Seconde Guerre mondiale : recueillement en Pologne sur fond de polémique




es dirigeants d'une vingtaine de pays ont commémoré, mardi 1er septembre, le 70e anniversaire de l'invasion de la Pologne par l'Allemagne nazie, qui a marqué le début de la Seconde Guerre mondiale, sur fond de polémique sur le rôle de l'Union soviétique dans cette guerre. Une première cérémonie du souvenir a réuni les dirigeants polonais, diplomates et anciens combattants à 4 h 45 locales, heure précise à laquelle furent tirés il y a soixante-dix ans les premiers coups de canon de la Seconde Guerre mondiale, à Westerplatte, près de Gdansk.

"Nous sommes là pour rappeler qui dans cette guerre fut l'agresseur et qui fut la victime, car sans une mémoire honnête, ni l'Europe, ni la Pologne, ni le monde ne vivront jamais en sécurité", a déclaré le premier ministre polonais Donald Tusk. Parmi les dirigeants qui se sont recueillis ensemble dans l'après-midi au pied du monument aux victimes de Westerplatte figurent la chancelière allemande Angela Merkel, le premier ministre russe Vladimir Poutine, les premiers ministres français François Fillon, italien Silvio Berlusconi et suédois Fredrik Reinfeldt, aussi président en exercice de l'Union européenne.

Les rancœurs et interprétations divergentes de la Seconde Guerre mondiale entre Varsovie et Moscou ont laissé planer une ombre sur ces cérémonies. Le premier ministre polonais a rencontré mardi dans la matinée son homologue russe dont les déclarations étaient très attendues en Pologne après la publication ces derniers mois en Russie d'articles et d'un film justifiant le pacte germano-soviétique Molotov-Ribbentrop d'août 1939, qui a conduit au partage de la Pologne entre l'Allemagne et l'URSS. Après cette rencontre, M. Poutine a une nouvelle fois rejeté les critiques qui rendent ce pacte responsable du déclenchement de la Seconde Guerre mondiale.

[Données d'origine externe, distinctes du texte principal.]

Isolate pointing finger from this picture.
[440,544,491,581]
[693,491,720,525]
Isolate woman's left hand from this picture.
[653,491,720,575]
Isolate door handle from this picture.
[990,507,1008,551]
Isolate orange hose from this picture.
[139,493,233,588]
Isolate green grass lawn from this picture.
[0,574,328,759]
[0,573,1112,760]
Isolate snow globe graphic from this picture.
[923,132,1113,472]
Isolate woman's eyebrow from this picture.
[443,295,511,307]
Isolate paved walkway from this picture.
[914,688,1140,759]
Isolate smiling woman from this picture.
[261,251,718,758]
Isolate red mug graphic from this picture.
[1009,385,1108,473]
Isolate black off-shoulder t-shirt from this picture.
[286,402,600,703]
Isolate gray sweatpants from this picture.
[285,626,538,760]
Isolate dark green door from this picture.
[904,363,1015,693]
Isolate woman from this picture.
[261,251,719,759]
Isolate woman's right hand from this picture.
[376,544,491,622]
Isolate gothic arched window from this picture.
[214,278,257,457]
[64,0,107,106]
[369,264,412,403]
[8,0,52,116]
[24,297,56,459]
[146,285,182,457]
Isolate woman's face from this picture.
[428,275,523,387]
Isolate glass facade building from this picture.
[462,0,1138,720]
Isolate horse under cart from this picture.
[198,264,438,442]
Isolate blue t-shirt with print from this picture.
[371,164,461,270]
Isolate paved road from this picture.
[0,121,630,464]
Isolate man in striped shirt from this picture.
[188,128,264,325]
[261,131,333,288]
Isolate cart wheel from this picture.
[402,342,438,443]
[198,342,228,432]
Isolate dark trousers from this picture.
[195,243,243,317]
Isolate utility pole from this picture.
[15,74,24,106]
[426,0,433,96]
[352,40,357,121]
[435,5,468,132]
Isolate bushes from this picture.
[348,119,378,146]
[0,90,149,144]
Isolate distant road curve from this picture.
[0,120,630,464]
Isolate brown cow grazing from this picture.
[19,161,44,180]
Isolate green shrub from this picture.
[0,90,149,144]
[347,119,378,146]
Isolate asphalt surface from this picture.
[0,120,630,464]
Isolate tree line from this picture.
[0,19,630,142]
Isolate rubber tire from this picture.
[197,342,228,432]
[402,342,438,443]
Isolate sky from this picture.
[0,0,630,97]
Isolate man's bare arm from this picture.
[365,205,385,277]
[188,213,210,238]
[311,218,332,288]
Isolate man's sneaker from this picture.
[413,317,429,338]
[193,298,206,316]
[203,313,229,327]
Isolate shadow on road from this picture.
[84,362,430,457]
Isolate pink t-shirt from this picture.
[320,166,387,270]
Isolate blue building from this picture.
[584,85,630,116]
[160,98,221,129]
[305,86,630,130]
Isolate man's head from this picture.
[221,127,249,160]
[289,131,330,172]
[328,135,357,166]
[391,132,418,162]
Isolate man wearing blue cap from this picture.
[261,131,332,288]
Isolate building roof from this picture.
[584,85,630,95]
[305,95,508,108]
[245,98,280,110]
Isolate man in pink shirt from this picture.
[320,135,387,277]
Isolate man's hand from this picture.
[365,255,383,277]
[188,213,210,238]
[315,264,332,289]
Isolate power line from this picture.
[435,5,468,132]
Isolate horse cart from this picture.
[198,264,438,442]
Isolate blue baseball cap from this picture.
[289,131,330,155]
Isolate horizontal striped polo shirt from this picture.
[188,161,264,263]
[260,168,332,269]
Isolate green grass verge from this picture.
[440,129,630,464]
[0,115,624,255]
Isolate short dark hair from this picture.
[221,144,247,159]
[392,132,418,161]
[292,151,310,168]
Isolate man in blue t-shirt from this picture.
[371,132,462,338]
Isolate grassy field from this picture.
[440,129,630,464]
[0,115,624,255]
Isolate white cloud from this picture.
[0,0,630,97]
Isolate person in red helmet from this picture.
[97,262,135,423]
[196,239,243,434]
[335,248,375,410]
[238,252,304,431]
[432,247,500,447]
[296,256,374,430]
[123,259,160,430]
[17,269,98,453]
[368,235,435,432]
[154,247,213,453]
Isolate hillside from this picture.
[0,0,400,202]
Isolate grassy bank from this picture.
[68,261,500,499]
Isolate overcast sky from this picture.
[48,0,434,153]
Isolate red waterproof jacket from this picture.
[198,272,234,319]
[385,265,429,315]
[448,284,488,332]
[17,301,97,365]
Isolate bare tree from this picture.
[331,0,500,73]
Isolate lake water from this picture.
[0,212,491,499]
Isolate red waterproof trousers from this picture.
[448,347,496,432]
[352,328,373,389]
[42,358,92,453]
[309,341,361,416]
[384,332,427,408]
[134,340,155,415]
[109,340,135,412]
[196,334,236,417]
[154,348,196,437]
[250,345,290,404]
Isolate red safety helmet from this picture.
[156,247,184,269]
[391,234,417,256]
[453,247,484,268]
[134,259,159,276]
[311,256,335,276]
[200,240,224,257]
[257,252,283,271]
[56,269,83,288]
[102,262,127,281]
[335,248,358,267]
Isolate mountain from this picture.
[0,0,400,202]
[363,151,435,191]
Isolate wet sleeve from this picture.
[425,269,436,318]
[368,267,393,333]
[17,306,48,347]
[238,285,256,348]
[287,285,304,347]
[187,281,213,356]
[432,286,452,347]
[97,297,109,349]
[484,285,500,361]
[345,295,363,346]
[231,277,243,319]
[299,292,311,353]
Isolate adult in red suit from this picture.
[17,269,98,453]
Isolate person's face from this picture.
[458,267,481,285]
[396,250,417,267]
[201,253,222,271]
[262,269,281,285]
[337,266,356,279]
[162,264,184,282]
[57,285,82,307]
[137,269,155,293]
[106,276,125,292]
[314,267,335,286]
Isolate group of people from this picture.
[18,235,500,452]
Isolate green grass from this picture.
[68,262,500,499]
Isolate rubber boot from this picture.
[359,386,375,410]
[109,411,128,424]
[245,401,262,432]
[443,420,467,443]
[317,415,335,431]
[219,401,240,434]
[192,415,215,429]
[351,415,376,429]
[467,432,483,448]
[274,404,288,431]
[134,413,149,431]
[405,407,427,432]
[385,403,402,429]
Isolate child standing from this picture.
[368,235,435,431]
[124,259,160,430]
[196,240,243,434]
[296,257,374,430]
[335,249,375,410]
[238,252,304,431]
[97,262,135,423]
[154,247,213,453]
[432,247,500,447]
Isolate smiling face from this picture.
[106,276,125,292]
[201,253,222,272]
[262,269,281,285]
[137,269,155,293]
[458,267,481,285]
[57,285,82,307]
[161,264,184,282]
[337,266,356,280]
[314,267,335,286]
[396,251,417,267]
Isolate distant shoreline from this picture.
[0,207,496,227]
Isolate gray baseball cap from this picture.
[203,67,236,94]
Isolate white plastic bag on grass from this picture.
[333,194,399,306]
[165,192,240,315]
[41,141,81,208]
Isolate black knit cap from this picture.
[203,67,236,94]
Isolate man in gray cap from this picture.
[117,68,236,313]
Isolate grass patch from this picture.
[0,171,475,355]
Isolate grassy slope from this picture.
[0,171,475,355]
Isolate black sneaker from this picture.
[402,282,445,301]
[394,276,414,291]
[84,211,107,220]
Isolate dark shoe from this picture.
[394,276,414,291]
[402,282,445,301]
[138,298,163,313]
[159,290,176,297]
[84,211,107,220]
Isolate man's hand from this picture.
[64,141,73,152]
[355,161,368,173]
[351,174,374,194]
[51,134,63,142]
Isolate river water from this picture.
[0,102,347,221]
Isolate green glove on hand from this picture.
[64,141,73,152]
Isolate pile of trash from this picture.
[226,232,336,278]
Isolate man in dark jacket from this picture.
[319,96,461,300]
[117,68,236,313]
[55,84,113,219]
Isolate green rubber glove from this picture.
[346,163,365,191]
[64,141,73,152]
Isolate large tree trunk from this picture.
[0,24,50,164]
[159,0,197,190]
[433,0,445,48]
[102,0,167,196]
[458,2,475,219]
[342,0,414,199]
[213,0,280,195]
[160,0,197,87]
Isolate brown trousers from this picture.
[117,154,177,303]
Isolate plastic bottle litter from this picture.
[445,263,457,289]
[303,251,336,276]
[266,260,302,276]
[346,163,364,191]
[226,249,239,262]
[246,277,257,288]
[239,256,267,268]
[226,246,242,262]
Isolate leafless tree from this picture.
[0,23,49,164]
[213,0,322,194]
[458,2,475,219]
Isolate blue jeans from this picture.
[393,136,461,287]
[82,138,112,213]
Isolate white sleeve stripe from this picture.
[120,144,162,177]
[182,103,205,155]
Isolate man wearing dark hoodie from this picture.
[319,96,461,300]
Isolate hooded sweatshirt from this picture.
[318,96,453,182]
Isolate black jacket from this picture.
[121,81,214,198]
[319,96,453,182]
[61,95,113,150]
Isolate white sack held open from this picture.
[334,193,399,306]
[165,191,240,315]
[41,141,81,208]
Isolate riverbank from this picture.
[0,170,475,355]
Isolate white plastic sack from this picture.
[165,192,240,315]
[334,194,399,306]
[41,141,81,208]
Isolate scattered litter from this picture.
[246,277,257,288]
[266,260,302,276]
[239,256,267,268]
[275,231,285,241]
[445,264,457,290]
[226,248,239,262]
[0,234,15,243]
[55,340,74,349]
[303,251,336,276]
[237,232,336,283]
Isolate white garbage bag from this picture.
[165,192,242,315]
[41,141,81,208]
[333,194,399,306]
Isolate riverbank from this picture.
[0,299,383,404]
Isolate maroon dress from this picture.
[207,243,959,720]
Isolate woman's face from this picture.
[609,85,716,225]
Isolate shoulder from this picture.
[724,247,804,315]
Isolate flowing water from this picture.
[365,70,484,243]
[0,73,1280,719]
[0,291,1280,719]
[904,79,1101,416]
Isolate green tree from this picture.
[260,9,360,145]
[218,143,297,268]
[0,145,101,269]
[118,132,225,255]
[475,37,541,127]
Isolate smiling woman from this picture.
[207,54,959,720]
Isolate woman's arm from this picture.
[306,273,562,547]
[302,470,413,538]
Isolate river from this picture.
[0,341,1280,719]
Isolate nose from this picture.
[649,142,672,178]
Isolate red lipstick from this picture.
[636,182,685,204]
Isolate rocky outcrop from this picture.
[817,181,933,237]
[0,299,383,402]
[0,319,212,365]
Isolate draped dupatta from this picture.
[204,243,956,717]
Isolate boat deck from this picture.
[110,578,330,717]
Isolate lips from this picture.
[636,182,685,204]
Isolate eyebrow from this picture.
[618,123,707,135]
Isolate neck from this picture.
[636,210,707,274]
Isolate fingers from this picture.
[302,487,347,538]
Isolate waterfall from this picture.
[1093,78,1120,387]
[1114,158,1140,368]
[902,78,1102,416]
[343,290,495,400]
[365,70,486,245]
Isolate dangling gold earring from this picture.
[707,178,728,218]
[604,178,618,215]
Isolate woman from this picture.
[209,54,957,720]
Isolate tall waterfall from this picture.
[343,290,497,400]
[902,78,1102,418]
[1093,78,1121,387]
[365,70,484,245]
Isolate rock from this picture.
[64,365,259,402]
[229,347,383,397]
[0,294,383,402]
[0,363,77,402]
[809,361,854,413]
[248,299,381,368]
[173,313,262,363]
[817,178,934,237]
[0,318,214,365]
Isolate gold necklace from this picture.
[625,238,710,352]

"RUSSES ET POLONAIS SE SONT BATTUS CONTRE UN ENNEMI COMMUN"

"Nous voyons des tentatives persistantes de suggérer que le déclenchement de la Seconde Guerre mondiale a été rendu possible exclusivement par le pacte Molotov-Ribbentrop", a déclaré M. Poutine lors d'une conférence de presse conjointe avec M. Tusk. Selon M. Poutine, "tout ce qui a conduit à la tragédie du 1er septembre 1939 doit être étudié pour que cela ne se répète plus jamais". Le pacte germano-soviétique "fut le dernier d'une série de documents, alors que tout le monde avait commis des erreurs", a-t-il dit. Il a cité plusieurs accords antérieurs ayant permis, selon lui, le conflit, dont le traité de Munich. Il a aussi rappelé la participation de la Pologne au dépeçage de la Tchécoslovaquie en 1938, et un pacte de non-agression polono-allemand de 1934.

Le premier ministre russe s'est en même temps montré conciliant, soulignant que "Russes et Polonais s'étaient battus contre un ennemi commun pendant la guerre" et que les Russes "avaient considéré les Polonais comme des frères d'arme". M. Tusk a déclaré, quant à lui, que les Polonais ne voulaient "utiliser contre quiconque" le souvenir de la double invasion allemande et soviétique de son pays en septembre 1939. "Seule la recherche de la vérité peut nous permettre de bâtir la confiance", a-t-il encore déclaré.

Selon le premier ministre polonais, "deux totalitarismes avaient décidé du sort de cette guerre, d'abord en alliés, ensuite en ennemis". Des sujets d'irritation persistent aussi avec l'Allemagne. Avant son départ pour Gdansk, Mme Merkel a souligné que l'Allemagne avait "causé des souffrances incommensurables dans le monde" mais a aussi qualifié d'"injustice" l'expulsion des Allemands de Pologne après la défaite nazie. Le souvenir de la Seconde Guerre mondiale reste particulièrement vivant en Pologne. Entre 5,6 et 5,8 millions de citoyens polonais, dont quelque 3 millions de juifs, ont trouvé la mort durant ce conflit, selon les calculs récents.